Prompted by a villager, Zhou Chu took on the challenge to seek out and kill the tiger and the scaly dragon that lived in a stream (the jiao). (Note: The jiao 蛟. See Mather tr. and Chinese text.) His battle with this dragon endured for 3 days in Lake Tai, and the villagers were celebrating the demise of the two scourges when Zhou Chu returned triumphant with the dragon's head. That was when he realized that he was the last scourge that the villagers feared. Determined to mend his old ways, he sought out Eastern Wu generals Lu Ji and Lu Yun (陸雲), and received encouragement. Eventually he became an accomplished general beloved by his people.

==Death==
Zhou Chu became Palace Aide to the Censor-in-Chief (御史中丞) and had no fear in indicting and exposing the wrongdoings of other ministers. He thus offended many, including Sima Rong (司馬肜), son of Sima Yi and an uncle of Sima Yan, founder of Western Jin. In 296, during the reign of Sima Zhong (Sima Yan's son and successor), when Sima Rong was named the Grand General of the Western expedition to quell Qi Wannian's rebellion, Zhou Chu was named the vanguard general. His fellow general Sun Xiu (孫秀) (Note: This Sun Xiu is a grandson of Sun Kuang, and should not be confused with Sima Lun's confidant of the same name.) warned him and suggested him to bid his aging mother a final farewell. Zhou Chu replied, "One cannot fulfill both filial piety and loyalty at the same time. Since I have already chosen to serve my country... I will die for it."

Zhou Chu was ordered to take 5,000 soldiers to attack the 70,000-strong enemy. After the attacks began, Sima Rong also ordered his supply to be cut off completely. Zhou's troops ran out of arrows and the generals assigned to reinforce him did not help. When asked to flee, Zhou Chu replied, "I am a minister of a nation. Isn't it proper to die for one's country?" He fought to his death.

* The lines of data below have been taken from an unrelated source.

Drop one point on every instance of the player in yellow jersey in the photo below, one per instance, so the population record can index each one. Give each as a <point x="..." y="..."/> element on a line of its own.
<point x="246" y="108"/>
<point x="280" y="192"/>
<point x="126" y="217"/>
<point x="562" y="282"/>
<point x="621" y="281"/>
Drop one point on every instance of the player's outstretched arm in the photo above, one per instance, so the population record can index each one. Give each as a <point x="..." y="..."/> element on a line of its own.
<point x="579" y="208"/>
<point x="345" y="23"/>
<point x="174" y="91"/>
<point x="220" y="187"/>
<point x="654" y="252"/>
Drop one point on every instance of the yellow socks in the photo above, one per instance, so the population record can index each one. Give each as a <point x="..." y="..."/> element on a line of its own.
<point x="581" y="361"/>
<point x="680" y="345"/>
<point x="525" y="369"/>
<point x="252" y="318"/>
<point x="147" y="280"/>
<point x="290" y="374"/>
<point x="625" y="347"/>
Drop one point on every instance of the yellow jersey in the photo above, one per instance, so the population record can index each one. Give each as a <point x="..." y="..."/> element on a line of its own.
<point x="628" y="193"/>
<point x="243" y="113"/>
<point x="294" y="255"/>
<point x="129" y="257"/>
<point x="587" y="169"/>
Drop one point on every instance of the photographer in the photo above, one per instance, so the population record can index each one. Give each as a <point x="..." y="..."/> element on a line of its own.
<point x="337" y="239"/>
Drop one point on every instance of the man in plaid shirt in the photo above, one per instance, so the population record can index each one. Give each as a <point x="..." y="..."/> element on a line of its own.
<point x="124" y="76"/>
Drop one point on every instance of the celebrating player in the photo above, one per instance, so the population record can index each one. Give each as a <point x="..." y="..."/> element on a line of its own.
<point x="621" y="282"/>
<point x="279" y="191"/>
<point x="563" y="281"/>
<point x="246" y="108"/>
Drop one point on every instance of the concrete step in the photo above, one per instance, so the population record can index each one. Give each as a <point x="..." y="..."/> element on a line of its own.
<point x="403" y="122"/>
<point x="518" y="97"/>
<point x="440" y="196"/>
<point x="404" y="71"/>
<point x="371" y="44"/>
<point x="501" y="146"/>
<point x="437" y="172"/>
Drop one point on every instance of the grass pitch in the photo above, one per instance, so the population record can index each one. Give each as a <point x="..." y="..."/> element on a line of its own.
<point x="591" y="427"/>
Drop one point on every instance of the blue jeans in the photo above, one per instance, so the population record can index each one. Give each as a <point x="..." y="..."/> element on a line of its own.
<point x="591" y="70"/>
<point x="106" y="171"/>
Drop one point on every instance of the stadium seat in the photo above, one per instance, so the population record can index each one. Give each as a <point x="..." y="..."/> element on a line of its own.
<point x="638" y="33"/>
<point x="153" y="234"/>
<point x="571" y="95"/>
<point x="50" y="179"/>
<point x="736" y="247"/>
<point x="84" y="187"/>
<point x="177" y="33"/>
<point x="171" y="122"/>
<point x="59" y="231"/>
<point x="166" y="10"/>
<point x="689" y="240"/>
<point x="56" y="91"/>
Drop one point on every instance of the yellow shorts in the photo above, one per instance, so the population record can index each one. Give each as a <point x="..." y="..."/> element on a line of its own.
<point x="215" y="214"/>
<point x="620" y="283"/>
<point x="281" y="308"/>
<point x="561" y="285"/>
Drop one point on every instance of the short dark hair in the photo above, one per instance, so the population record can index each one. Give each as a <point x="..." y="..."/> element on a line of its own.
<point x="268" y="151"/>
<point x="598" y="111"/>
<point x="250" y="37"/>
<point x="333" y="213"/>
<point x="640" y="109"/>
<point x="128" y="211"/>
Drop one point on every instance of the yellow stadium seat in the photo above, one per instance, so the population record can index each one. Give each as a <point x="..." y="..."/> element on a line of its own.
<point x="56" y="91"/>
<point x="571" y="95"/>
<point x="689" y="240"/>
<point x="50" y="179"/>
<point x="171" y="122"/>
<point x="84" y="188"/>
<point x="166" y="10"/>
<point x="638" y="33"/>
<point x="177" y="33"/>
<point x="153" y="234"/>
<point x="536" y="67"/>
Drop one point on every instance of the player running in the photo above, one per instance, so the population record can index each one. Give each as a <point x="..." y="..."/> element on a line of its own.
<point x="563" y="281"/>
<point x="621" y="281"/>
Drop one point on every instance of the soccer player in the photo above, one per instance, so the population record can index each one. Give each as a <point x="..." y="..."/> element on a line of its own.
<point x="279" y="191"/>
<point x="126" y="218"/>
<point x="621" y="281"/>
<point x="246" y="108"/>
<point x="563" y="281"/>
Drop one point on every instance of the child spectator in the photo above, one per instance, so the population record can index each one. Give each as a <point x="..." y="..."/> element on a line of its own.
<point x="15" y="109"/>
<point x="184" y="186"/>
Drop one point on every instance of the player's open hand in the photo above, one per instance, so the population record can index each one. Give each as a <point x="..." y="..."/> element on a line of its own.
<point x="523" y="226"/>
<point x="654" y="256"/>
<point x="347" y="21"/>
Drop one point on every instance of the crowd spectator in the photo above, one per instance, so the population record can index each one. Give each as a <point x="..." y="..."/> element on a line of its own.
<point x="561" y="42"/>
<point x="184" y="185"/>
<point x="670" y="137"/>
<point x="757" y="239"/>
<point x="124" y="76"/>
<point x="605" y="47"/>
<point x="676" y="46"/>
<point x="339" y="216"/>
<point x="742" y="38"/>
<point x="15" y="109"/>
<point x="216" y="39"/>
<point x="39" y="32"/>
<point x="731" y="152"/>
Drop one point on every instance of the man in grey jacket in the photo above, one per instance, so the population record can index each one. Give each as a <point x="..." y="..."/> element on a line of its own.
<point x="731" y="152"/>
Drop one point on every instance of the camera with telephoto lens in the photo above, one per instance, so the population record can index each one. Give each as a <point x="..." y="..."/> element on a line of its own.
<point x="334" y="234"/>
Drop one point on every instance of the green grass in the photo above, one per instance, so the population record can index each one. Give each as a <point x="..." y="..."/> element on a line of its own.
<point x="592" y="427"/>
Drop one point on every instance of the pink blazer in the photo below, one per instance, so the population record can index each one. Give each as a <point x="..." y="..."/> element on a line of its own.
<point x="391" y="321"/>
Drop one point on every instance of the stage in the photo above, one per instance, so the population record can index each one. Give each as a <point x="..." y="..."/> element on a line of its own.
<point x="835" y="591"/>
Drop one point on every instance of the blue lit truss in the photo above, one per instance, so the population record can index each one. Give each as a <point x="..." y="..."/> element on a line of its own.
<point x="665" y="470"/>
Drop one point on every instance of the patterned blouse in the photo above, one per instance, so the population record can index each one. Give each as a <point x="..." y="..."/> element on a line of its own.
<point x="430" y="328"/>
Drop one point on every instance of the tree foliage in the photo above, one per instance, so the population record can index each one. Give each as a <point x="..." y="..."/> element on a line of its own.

After his death, Zhou Chu was posthumously appointed as General Who Pacifies the West. He had four sons, Zhou Jing (周靖), Zhou Qi, Zhou Zha and Zhou Shuo (周碩). Zhou Qi became a famous general south of the Yangzi during the fall of Western Jin, thrusting their clan into prominence. Following Emperor Yuan of Jin's ascension, Zhou Chu was given the posthumous name of "Xiao" (孝). Today, his tomb and a shrine dedicated to him can be found in Yixing, Jiangsu.